FC initiated the Filmmakers Open Studios in conjunction with BF/VF, and in collaboration with 21 video, animations and sound studios, production houses, and film and video organizations, during a Sunday, last year in March. 1000 people showed up.

"We were surprised by the numbers and are now planning to make it an annual event. Right now we are applying for funding for 2002 and would like to tie in a conference, free screenings and build on events already happening," says Waltch. "We have big ideas," she added.

One of FC’s strengths has been the synergy between the members. They support each other through informal talks as well as screening each other’s raw cuts, and sharing funding sources. Currently the FC has 16 members but not all have active projects. Filmmakers may apply for membership by sending a proposal or treatment to FC or by contacting FC for its guidelines. He or she would be invited to discuss the project, at a quarterly meeting. FC recently invited several promising filmmakers to join its ranks.

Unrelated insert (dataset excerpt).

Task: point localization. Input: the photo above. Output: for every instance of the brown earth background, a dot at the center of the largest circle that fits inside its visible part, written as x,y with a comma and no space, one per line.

"We are fiscally responsible and can offer guidance and mentorship to younger filmmakers," said Waltch. "I will be helping new members with their budget. For some, this is their first film." This arrangement allows younger filmmakers access to seasoned film directors and the FC network.

"There are number of other relationships where a younger filmmaker will choose among us [for a mentor relationship]. The core group is accomplished, it is really exciting for us, and it great to have them and their wonderful ideas," said Goldman.

Current projects are about child care workers in Rhode Island organizing for healthcare, a death penalty case in Texas, and a Methodist minister’s daughter getting married to her lesbian partner and what it means to the Methodist church and her family.

The group’s identity has traditionally been linked to its highly esteemed filmmaker members. But now, it seeks a closer relationship with the Greater Boston community and has welcomed more direction from its board.

Reflecting on the new role of the board, Goldman states, "We are interested in increasing our community connection and involvement through our board, [to] bring people to our board who are tied to local universities, and, strong cultural associates who believe in the importance of this kind of creative work."

Goldman on being…a filmmaker

"My only advice is it takes a tremendous amount of stamina, a lot of stubbornness, and a good emotional and intellectual support system. If you’re making a documentary, think about coming to FC."